5. It is argued for first defendant that to allow plaintiff to rely now merely on possessory title is to fundamentally alter the nature of the suit. But this I do not agree with. The plaint sets out clearly plaintiff's possession since 1877, and denies that defendants ever had possession. The written statement countered with a denial that plaintiff ever had possession, and assertions that the first defendant was in possession on the data of suit, and that defendant and his predecessors in title were as occupancy tenants, paying melvaram to plaintiff. On these pleadings issues (2) and (3) were framed, raising the question whether plaintiff was in possession, and the parties went to trial with that issue clearly before them. It was incumbent on first defendant to produce any evidence he had that plaintiff was never in possession and that he or his predecessors in title were in possession.

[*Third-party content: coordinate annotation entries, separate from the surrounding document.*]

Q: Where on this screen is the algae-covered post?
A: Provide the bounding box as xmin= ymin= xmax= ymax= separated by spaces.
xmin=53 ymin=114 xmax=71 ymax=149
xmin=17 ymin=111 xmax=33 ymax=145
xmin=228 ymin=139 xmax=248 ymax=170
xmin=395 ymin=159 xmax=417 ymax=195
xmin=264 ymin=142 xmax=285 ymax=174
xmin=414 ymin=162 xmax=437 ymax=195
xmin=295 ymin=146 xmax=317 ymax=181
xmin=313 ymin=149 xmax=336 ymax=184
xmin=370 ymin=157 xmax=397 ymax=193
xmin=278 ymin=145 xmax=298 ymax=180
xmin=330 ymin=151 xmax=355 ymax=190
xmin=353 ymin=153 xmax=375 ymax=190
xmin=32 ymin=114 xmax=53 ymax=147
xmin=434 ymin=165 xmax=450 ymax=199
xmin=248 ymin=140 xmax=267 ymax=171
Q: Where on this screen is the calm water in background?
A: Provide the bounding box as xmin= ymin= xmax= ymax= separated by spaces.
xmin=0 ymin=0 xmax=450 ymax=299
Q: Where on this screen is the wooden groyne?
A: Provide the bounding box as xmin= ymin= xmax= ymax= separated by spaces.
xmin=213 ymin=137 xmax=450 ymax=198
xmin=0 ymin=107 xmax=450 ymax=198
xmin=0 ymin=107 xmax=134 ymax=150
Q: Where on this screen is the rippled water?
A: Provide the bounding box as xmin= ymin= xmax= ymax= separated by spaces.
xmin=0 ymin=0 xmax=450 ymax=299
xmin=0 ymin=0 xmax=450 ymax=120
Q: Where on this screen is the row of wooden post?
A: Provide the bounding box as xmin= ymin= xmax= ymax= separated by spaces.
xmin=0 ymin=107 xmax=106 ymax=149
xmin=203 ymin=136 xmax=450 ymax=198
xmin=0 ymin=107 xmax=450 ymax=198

6. I think this is clearly a case where if plaintiff had actually been dispossessed by first defendant, she could have successfully maintained a suit for possession against him under Section 9 of the Specific Relief Act. It is quite plain on the findings that plaintiff was in long, anterior and peaceable possession at the time of the threat of dispossession. A person in such peaceable possession is, until the contrary is shown, presumed to be the owner and is entitled to maintain his possession against all but the true owner. See Narayan Row v. Dharmachar [1903] 26 Mad. 514, Ismail Ariff v. Mahomed Ghous [1893] 20 Cal. 834. The case reported in Somasundaram Chetty v. Vadivelu Pillai [1908] 31 Mad. 531 is a case where the plaintiff having failed to prove lawful title, relied on legal possession by prescription, i.e., again attempted to prove a title legal though not lawful and was non-suited because he had not put forward sue a a title in the plaint. The present case is not similar. The case reported in Maikal Servai v. Thamabaswami Servai [1914] 1 L.W. 853 is also hardly in point since there plaintiff was seeking for possession as against a party already in possession. In such a suit, based on title, plaintiff must fail when the title is not proved. The present suit is by a party in possession to be maintained in possession against one having neither title nor possession. Such a suit by its very nature relies not on title only but on possession also, and defendants, as I have held, clearly realised the importance of attacking plaintiff's plea so far as it was founded on possession also. The ruling of the Privy Council in Ismail Ariff v. Muhomed Ghous [1893] 20 Cal. 834, and illustration (g) to Section 42, Specific Relief Act, are direct authorities for the maintainability of the suit and for the correctness of the decree of the Lower Appellate Court.

7. I see no reason to interfere and dismiss this second appeal with costs.